Diagnosing Server Slow Downs

Posted: December 28th, 2010
Filed under: Web Speed and Performance


If your web server is experiencing performance slow downs, and in particular if the average load time of your pages seems to be increasing, a good first place to check for what might be causing the slowdown would be your IIS logs.

If 304s constitute a large proportion of the responses in those logs, then an expiration-based cache control solution like CacheRight can help to reduce the need for these requests from browsers, freeing up server resources to serve actual content to users that need it.

Side Note: If the problem is not excessive 304s but just an increase in the number of 200OKs, then compression (e.g., httpZip) might be a more effective remedy for the performance lag.

Testing

In order to tell if CacheRight will help speed up your users’ page load times, we’ve written a little script for use with Microsoft’s Log Parser tool (which itself is free). The following script contains a SQL query you can run against your IIS log files, to determine the proportion of 304s to other responses:

SQL Query to enumerate requests in IIS Log File by response code.

SELECT sc-status AS StatusCode,
COUNT(*) AS NumberOfHits
FROM %inputfile%
GROUP BY StatusCode
ORDER BY NumberOfHits DESC

To run this query you will need to download Log Parser 2.2.
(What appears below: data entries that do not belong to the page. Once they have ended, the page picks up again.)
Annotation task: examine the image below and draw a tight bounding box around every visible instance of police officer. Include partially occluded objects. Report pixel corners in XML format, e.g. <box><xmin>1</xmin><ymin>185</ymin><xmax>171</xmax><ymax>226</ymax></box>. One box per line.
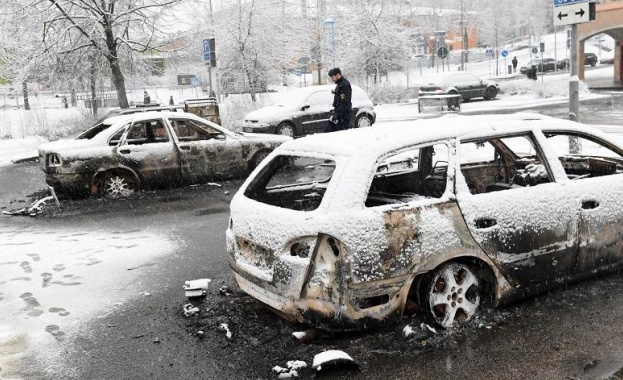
<box><xmin>327</xmin><ymin>67</ymin><xmax>353</xmax><ymax>132</ymax></box>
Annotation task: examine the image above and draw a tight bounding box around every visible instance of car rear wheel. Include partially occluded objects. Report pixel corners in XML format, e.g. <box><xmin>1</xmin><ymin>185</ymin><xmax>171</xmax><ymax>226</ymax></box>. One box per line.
<box><xmin>485</xmin><ymin>87</ymin><xmax>498</xmax><ymax>100</ymax></box>
<box><xmin>355</xmin><ymin>114</ymin><xmax>372</xmax><ymax>128</ymax></box>
<box><xmin>98</xmin><ymin>173</ymin><xmax>137</xmax><ymax>198</ymax></box>
<box><xmin>277</xmin><ymin>123</ymin><xmax>294</xmax><ymax>137</ymax></box>
<box><xmin>250</xmin><ymin>150</ymin><xmax>270</xmax><ymax>169</ymax></box>
<box><xmin>423</xmin><ymin>262</ymin><xmax>481</xmax><ymax>328</ymax></box>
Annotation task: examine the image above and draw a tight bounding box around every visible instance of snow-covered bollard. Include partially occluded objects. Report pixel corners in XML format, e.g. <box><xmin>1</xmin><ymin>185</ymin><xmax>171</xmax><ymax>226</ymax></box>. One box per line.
<box><xmin>312</xmin><ymin>350</ymin><xmax>359</xmax><ymax>371</ymax></box>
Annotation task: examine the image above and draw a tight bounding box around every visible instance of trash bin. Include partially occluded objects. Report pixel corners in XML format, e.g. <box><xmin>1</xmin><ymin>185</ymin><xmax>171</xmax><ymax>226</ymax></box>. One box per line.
<box><xmin>184</xmin><ymin>98</ymin><xmax>221</xmax><ymax>125</ymax></box>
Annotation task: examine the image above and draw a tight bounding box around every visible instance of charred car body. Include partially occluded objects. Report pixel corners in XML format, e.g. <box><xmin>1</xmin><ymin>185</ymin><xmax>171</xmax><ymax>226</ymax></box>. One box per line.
<box><xmin>39</xmin><ymin>111</ymin><xmax>290</xmax><ymax>197</ymax></box>
<box><xmin>226</xmin><ymin>114</ymin><xmax>623</xmax><ymax>329</ymax></box>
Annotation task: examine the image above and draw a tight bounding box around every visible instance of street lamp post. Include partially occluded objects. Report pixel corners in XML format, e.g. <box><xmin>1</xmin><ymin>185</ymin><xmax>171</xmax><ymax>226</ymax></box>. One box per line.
<box><xmin>322</xmin><ymin>18</ymin><xmax>335</xmax><ymax>67</ymax></box>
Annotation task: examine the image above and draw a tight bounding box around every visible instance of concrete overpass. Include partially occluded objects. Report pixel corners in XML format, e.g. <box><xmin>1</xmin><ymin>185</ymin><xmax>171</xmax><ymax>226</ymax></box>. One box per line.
<box><xmin>576</xmin><ymin>0</ymin><xmax>623</xmax><ymax>86</ymax></box>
Just copy the above script into a text file and save it with a .sql extension. You will want to open a cmd window and change to a current working directory that contains all of the following:

  • Your .sql script file
  • Logparser.exe
  • All of IIS log files that you want to include in the analysis

Here is the syntax to execute the .sql script on the command line (assuming you called the file myscriptfile.sql):

logparser file:myscriptfile.sql?inputfile=ex*.log > outfile.txt

When you run this, the resulting output file (outfile.txt) should contain a simple table enumerating how many HTTP responses of each type (200, 302, 304, etc.) were found in your IIS logs.

As simple as this script is, it really contains the key metric for determining if you can benefit from CacheRight (that is, from expiration-based cache control).  Here is an example of the type of output you might see if you have a situation where CacheRight can help (the exact numbers aren’t important, just the proportions):

StatusCode NumberOfHits
———-       ————

304        751762
200        301112
302        32932
404        2132
400        1456
500        687
206        243
301        14

Statistics:
———–

Elements processed: 933293
Elements output: 8
Execution time: 6.37 seconds

Based on the above sample data, it’s clear that this server could benefit from being relieved of the burden of having to send so many 304 Not Modified messages. As you can see, there are many more 304 Not Modified responses than 200 OK responses.  What this means is that the server is using far more of its available resources just to tell browsers to use the cached copies of files they already have, than to actually send them new content that they need.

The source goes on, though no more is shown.